The season puts these characters under a fair amount of pressure. It is looking to see when they will break. Beth contributes to that notion. She too is fascinating by the world around her. That makes her mischievous and reckless. People quickly label her as wild and distracting. An immature personality that people should remove from their lives as quickly as possible. She is the bold and empowered character. It's a flashy performance in the hopes of saying something profound about white privilege. Instead, it's much more effective to watch as the season slowly teases the destruction of Addy and Beth's friendship in favor of Addy's growing connection with Colette. The narrative wants it to be known that any moment between these characters can turn either incredibly violent or extremely sexual. That's the emotional demands of this world. Reality throws people a lot of curve balls in their lives. They have to feel good about showing their ambition and going after what they want.
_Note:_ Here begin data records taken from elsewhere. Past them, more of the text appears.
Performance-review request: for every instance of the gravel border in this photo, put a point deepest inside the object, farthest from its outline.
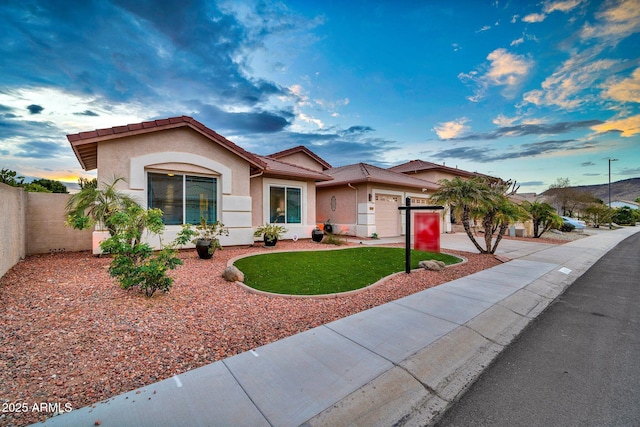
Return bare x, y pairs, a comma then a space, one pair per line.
69, 334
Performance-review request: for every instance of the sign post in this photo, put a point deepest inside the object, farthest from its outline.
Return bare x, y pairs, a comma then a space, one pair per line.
409, 209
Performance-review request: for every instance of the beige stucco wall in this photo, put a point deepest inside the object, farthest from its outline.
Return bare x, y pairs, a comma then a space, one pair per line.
46, 231
33, 223
260, 204
114, 156
182, 150
256, 201
12, 226
343, 210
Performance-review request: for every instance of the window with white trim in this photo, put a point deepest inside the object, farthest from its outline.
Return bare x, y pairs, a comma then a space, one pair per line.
183, 199
285, 205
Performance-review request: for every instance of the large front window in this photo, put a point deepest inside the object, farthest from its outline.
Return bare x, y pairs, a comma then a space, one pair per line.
285, 205
183, 199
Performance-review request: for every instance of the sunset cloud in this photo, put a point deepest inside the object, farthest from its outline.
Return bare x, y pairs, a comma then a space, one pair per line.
453, 129
627, 127
615, 23
505, 69
624, 90
569, 86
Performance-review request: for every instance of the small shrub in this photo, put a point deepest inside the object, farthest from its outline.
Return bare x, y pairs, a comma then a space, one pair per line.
567, 228
136, 263
624, 216
335, 239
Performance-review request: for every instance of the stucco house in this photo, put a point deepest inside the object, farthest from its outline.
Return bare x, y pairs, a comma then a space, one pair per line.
363, 199
188, 170
432, 171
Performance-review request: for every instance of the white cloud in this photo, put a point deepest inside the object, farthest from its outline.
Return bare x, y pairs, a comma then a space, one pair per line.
625, 90
504, 121
627, 127
570, 85
504, 69
615, 23
561, 5
550, 7
298, 92
66, 109
309, 119
534, 17
452, 129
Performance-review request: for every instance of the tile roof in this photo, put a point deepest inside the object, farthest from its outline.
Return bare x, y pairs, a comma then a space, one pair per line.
85, 144
362, 172
283, 169
301, 149
415, 166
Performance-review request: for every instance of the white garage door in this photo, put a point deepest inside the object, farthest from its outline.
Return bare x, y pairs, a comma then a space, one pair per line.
387, 215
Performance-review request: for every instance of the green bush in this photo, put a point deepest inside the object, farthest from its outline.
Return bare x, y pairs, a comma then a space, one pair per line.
624, 216
567, 227
136, 263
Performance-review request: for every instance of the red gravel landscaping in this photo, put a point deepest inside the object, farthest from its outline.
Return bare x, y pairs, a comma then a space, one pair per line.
69, 334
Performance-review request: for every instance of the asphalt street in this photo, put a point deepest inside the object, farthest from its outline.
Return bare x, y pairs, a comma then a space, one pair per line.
577, 364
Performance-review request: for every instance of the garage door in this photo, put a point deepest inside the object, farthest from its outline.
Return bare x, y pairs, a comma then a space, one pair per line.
387, 215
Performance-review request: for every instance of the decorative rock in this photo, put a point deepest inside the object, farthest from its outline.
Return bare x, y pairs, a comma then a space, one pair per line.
431, 265
232, 274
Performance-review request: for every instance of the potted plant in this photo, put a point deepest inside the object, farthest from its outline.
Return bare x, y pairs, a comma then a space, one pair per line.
271, 233
206, 237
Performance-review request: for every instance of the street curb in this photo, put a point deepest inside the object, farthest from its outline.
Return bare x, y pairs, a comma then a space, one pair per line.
438, 376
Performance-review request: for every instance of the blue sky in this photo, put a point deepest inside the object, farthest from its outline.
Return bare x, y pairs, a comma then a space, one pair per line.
521, 90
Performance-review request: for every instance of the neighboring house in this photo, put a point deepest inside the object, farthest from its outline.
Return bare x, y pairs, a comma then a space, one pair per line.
363, 199
189, 171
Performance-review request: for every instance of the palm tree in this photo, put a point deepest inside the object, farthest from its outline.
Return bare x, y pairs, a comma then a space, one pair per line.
465, 198
479, 198
543, 215
96, 205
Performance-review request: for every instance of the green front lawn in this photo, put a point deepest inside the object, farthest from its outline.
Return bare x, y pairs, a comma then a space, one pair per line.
328, 272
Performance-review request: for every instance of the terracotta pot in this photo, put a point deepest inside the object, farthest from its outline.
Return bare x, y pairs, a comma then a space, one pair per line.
202, 246
317, 235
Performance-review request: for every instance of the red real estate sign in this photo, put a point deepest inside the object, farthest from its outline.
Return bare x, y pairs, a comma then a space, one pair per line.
427, 231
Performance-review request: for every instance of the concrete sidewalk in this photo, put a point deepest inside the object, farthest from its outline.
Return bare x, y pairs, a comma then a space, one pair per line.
400, 363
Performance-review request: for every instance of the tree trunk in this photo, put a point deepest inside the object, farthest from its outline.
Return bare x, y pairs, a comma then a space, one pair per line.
465, 223
487, 224
503, 229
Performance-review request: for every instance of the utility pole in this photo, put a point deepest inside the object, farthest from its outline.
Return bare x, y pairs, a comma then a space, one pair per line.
610, 160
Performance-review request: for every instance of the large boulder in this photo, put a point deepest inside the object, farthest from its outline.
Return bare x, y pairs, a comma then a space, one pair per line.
432, 265
232, 274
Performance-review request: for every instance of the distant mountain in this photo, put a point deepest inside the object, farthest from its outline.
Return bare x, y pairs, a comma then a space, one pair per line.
628, 189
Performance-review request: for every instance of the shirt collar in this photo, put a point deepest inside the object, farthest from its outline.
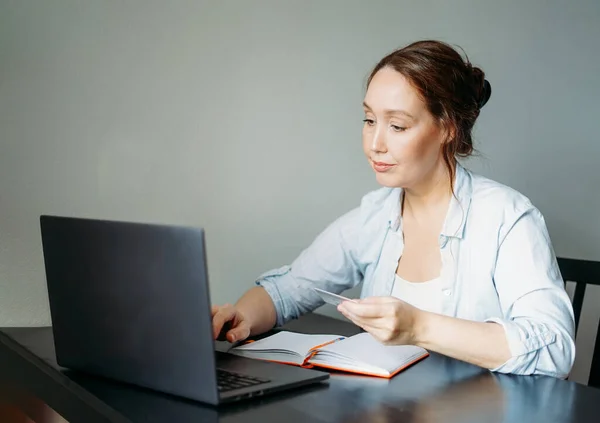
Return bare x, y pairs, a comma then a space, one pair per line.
460, 202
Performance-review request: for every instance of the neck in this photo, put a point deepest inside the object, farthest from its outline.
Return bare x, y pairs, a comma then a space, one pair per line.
431, 193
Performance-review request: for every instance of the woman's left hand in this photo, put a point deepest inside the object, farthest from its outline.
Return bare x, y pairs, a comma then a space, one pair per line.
390, 320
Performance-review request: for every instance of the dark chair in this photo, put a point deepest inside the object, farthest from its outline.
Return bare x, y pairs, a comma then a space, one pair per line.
583, 273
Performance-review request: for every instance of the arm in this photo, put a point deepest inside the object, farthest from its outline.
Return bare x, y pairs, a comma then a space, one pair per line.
329, 263
482, 344
535, 334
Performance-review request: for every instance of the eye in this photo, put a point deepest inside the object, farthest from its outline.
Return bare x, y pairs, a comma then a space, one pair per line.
369, 122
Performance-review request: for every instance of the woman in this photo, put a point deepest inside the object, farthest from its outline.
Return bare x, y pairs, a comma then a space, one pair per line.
449, 260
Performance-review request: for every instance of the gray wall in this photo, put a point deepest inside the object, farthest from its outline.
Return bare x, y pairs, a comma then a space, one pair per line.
244, 117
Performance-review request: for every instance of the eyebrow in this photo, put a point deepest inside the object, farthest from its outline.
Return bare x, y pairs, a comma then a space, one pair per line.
392, 111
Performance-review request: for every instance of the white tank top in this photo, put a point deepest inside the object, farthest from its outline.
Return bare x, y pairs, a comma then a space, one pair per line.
427, 296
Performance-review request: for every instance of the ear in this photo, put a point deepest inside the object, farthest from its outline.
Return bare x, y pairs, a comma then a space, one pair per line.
449, 132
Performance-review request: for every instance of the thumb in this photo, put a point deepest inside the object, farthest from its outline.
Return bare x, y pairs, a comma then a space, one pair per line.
239, 333
377, 300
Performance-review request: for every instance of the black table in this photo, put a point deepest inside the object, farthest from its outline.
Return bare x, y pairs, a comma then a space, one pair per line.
437, 389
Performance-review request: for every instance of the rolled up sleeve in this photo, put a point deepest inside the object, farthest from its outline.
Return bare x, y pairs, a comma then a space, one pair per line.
538, 315
329, 263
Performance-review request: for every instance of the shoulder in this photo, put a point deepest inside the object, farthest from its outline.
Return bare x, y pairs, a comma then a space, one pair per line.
499, 205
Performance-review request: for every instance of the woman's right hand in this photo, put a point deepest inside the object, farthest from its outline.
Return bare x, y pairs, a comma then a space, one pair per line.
229, 324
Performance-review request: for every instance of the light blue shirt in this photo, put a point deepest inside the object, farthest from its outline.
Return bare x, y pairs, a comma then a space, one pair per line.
498, 265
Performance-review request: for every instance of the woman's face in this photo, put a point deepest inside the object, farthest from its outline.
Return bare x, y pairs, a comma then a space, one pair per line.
401, 139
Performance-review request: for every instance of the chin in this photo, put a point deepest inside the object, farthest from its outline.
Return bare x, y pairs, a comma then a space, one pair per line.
389, 180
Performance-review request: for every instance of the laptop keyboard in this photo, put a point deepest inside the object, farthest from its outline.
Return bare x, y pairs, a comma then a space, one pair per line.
228, 381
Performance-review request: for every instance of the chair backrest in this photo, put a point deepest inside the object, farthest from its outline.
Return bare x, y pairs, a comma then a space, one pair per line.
583, 273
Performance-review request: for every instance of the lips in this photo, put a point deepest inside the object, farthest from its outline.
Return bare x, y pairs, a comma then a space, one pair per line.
382, 166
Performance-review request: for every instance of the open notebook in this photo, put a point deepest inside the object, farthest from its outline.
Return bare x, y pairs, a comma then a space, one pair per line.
357, 354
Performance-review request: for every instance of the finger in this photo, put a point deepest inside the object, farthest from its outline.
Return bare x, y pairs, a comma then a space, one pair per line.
224, 315
364, 309
239, 333
378, 300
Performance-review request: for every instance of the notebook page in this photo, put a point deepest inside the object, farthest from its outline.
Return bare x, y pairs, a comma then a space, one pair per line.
366, 350
299, 343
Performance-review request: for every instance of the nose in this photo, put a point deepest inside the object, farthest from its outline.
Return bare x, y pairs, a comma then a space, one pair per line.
378, 141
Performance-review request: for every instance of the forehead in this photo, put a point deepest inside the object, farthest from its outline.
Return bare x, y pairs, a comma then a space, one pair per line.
390, 90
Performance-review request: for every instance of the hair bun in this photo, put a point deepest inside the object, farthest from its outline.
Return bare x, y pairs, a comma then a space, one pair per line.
486, 93
482, 87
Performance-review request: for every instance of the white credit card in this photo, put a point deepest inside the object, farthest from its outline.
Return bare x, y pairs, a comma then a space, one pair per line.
330, 297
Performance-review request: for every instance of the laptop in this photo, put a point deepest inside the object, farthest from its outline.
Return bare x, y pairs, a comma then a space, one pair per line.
130, 302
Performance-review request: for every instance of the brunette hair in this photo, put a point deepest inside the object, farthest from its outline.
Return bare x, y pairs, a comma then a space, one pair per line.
453, 89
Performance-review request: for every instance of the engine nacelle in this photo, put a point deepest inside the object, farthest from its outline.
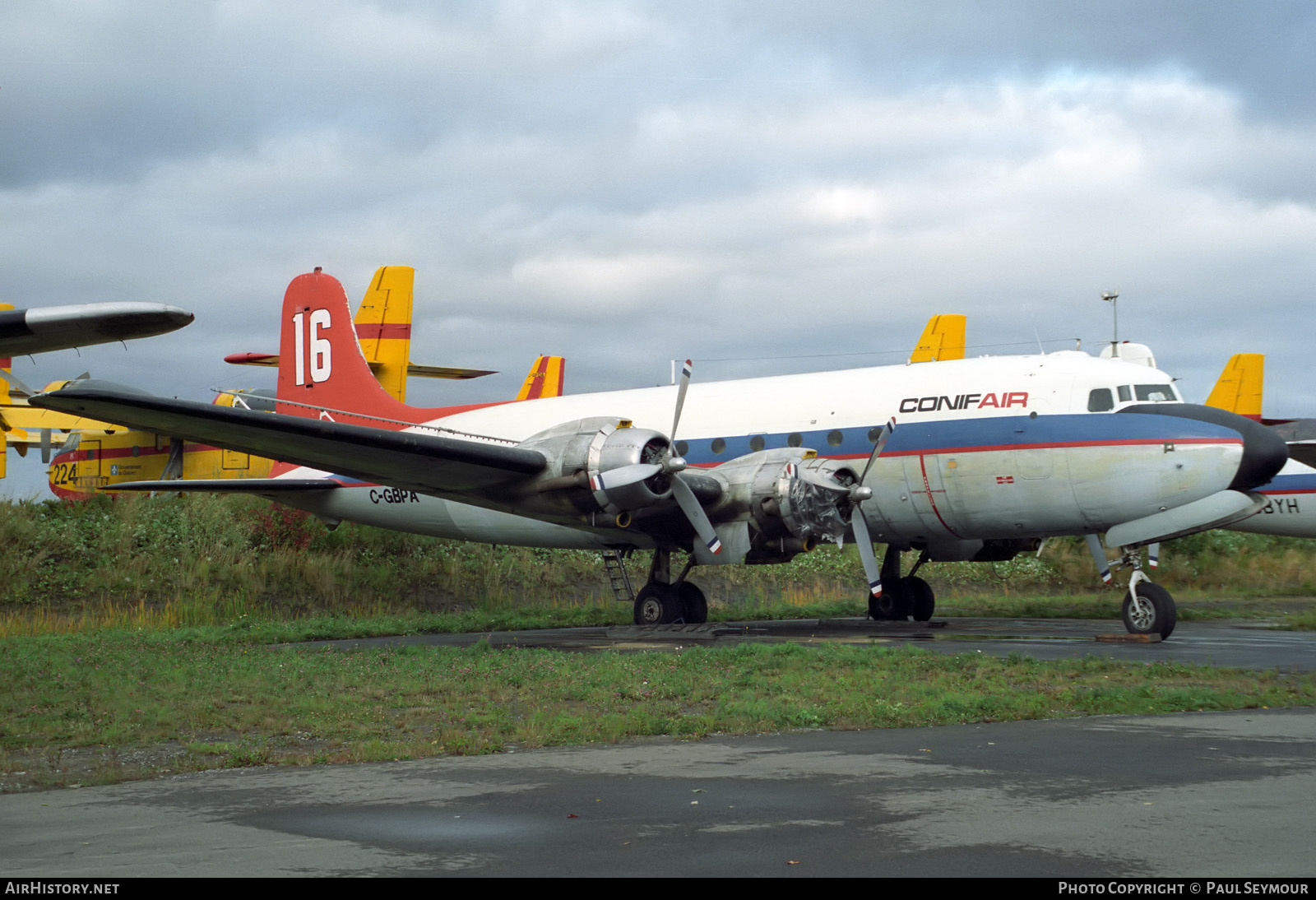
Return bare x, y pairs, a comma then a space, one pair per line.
778, 491
583, 452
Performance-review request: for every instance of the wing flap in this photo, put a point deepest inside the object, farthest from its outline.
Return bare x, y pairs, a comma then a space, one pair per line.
412, 459
262, 485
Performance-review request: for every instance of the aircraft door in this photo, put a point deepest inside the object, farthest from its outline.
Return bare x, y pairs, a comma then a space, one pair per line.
232, 459
90, 476
927, 495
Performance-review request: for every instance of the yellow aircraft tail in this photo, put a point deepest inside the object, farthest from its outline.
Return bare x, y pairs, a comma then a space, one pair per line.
545, 379
383, 327
1240, 386
943, 338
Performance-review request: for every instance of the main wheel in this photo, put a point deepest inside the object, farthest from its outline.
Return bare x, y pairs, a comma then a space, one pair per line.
923, 601
658, 604
697, 604
1151, 612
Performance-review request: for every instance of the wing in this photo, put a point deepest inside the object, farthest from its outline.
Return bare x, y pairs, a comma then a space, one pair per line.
418, 461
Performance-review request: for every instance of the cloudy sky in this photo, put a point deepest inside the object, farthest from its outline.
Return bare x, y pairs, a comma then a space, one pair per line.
762, 186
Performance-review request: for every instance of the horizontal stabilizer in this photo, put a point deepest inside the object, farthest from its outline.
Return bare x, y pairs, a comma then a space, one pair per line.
419, 461
262, 485
271, 361
1216, 511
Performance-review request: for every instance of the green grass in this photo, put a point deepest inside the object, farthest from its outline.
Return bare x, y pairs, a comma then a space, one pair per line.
199, 561
145, 636
82, 708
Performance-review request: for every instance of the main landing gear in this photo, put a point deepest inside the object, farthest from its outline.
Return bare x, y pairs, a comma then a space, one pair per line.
1148, 608
901, 597
662, 601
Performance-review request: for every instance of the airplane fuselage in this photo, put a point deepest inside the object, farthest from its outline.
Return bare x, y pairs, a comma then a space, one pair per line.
985, 449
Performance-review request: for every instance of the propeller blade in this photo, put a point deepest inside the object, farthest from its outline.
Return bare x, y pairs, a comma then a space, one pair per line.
690, 505
1094, 546
877, 448
681, 397
624, 476
872, 570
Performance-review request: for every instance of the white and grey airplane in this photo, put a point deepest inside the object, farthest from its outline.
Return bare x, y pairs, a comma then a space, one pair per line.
63, 328
965, 459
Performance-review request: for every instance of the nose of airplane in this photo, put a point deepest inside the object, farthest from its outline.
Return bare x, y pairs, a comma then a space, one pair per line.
1263, 452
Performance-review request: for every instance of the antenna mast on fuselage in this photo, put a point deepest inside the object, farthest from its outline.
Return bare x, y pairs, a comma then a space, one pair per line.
1115, 342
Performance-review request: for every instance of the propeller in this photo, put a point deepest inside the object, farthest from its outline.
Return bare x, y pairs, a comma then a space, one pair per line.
859, 492
669, 465
859, 524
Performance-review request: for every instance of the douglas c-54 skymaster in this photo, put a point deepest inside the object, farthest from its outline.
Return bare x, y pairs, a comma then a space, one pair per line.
989, 456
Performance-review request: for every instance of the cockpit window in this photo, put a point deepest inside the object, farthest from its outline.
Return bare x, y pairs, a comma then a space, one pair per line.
1155, 392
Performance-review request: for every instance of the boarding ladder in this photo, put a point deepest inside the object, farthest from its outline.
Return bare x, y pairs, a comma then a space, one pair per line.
614, 562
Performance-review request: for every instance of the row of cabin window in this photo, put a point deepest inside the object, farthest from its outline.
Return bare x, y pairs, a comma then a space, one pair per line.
757, 443
1103, 401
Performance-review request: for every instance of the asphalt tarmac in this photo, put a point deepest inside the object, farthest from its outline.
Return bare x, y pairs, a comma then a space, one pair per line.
1190, 795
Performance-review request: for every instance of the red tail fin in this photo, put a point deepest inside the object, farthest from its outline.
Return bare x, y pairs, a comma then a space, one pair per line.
322, 373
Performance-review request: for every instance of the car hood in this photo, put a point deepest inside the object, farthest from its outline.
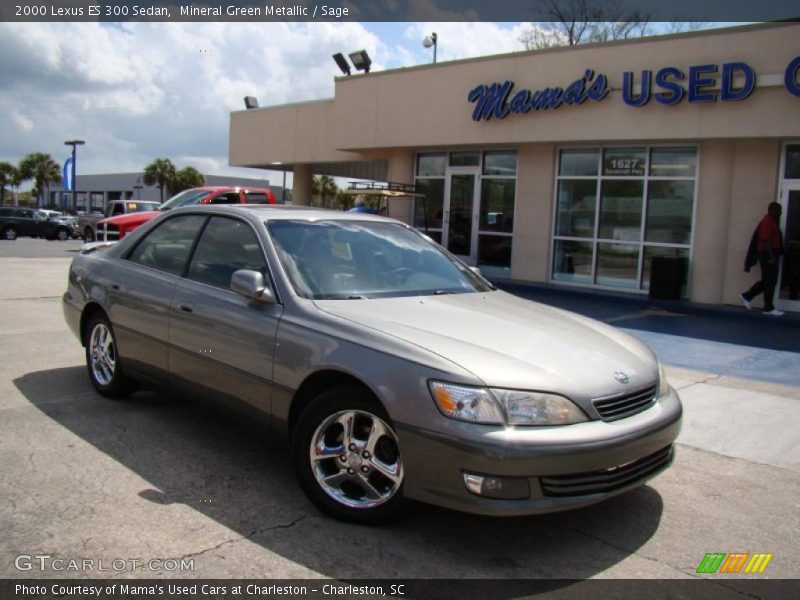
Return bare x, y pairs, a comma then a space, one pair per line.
509, 342
132, 218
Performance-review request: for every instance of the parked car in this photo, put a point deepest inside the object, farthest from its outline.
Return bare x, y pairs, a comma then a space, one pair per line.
16, 221
116, 228
393, 370
87, 223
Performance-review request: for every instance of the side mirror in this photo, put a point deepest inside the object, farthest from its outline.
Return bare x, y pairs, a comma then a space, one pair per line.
250, 284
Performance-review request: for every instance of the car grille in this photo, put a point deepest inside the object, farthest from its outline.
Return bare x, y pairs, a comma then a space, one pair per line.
625, 405
107, 232
607, 480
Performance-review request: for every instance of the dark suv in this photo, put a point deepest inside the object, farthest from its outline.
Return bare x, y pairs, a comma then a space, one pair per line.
15, 222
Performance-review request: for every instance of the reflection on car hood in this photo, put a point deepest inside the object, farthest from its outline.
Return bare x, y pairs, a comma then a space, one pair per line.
510, 342
132, 218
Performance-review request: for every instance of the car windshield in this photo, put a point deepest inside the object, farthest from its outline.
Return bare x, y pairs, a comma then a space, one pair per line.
141, 206
186, 198
343, 260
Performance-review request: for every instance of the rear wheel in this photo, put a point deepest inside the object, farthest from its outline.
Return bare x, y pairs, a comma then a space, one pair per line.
105, 369
347, 457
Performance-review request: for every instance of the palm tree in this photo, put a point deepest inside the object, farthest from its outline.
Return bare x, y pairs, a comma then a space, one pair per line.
7, 176
43, 170
325, 188
159, 172
186, 178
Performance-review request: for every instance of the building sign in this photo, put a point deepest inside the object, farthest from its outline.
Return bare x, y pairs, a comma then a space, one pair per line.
730, 82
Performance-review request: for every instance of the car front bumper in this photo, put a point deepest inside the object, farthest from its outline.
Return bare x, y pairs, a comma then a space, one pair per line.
564, 467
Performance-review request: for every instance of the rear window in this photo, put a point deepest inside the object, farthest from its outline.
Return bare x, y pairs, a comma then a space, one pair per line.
256, 198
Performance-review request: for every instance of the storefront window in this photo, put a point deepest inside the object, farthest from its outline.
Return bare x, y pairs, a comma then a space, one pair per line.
576, 203
465, 159
618, 265
623, 161
431, 165
497, 205
579, 161
669, 211
673, 162
573, 261
792, 166
610, 224
621, 210
502, 163
428, 211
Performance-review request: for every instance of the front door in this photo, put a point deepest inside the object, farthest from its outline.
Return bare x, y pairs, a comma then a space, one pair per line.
789, 284
460, 227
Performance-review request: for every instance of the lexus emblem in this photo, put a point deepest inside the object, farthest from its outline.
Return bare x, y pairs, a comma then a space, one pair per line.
621, 377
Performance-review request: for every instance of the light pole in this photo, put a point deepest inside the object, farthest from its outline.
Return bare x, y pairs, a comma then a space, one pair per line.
431, 40
74, 144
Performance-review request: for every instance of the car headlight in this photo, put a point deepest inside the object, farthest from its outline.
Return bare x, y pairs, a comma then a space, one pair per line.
663, 385
497, 406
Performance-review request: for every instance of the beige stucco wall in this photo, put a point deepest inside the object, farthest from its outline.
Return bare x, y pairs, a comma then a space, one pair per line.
393, 115
530, 253
427, 106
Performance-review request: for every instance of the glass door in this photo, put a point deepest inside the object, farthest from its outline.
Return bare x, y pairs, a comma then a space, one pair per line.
789, 284
461, 213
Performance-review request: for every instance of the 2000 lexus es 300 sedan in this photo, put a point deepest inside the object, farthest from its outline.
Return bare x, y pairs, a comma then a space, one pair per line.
392, 368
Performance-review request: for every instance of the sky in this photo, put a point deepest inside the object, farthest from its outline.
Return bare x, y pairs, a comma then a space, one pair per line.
138, 91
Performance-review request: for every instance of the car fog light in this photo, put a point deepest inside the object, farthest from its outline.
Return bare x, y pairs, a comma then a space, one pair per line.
500, 488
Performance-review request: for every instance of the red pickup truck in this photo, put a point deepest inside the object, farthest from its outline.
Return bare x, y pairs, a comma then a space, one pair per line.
116, 228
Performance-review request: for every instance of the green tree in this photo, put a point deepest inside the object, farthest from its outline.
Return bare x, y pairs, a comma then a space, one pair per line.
8, 174
43, 170
585, 21
159, 172
186, 178
323, 191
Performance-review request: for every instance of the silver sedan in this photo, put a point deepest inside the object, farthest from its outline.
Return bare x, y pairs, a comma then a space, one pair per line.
392, 369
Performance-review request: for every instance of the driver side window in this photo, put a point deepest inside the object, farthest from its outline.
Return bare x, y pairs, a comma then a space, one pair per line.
167, 247
226, 246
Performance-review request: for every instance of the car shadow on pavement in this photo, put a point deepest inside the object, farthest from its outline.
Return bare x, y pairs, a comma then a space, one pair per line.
197, 456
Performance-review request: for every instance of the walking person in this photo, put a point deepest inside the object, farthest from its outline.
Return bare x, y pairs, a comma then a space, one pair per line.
766, 248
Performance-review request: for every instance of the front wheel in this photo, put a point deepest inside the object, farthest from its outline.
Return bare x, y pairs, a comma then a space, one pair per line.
347, 457
105, 369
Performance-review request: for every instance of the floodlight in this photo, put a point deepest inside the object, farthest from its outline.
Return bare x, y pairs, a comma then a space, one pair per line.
361, 60
342, 62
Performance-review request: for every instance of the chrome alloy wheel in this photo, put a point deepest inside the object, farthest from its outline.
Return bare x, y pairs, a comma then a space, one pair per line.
356, 460
102, 354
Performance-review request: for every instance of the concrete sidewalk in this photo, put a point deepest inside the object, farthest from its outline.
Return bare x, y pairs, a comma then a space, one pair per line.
737, 372
725, 341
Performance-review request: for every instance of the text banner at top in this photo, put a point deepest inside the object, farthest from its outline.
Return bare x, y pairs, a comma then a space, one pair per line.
382, 10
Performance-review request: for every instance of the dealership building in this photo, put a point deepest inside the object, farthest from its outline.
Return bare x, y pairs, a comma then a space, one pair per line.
611, 166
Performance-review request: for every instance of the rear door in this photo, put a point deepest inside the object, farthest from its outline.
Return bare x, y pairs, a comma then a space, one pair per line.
141, 289
222, 344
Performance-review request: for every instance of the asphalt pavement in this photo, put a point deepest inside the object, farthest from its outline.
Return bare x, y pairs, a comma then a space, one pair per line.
157, 476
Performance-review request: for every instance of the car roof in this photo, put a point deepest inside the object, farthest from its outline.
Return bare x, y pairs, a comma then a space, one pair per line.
280, 212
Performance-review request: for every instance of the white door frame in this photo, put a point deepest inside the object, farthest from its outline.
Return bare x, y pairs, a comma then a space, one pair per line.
787, 188
472, 258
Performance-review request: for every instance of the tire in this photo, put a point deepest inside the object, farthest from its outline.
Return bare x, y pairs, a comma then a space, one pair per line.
356, 476
105, 368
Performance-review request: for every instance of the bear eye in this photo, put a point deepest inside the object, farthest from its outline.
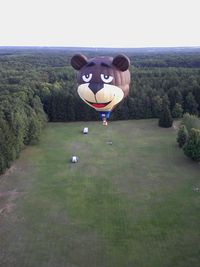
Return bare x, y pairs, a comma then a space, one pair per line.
87, 77
106, 78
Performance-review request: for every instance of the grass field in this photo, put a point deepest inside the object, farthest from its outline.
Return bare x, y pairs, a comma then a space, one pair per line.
134, 203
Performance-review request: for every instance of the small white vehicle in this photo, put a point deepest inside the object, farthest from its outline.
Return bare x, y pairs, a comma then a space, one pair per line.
74, 159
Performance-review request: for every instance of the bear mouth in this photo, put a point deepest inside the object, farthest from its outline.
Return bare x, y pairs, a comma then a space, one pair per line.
99, 105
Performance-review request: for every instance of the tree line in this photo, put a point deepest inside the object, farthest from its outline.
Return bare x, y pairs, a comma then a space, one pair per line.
39, 85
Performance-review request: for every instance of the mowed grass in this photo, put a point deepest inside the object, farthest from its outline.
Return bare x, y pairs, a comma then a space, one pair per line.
133, 203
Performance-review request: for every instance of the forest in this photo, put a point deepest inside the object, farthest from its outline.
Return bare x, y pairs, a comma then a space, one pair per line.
39, 85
But they need the emotional support from their peers as well. This school is an unsafe environment prone to tons of bullying. That extends off campus too with the near constant drinking, sex and partying. It's startling and criminal to watch. Colette is a young adult. She is in the position of power which comes with natural responsibilities. She wants to view herself as a member of the squad and a friend to those who need her right now. That can be a disservice to her family at home. She may not be able to rely on them as much as she should. Or she could just be following a pattern of abuse where she too is bringing in these teenagers just to destroy their lives. It's a captivating core premise. No answers will come easy. In fact, it remains fluid just how quick the world can change. Perceptions inform the audience about what to expect. Even those can rapidly evolve. Some information will be tested. Some will remain resolute. The nature of reality is one of isolation. That's the dire point the show tries to make. That just comes with tragic consequences that also reveal the inability to cope with the darkness of the world. These characters think they have things figured out. To the surprise of no one, the season proves over and over again that that isn't true and they are in for a rude awakening of what can actually become of them. That makes a truly captivating drama to watch across 10 episodes.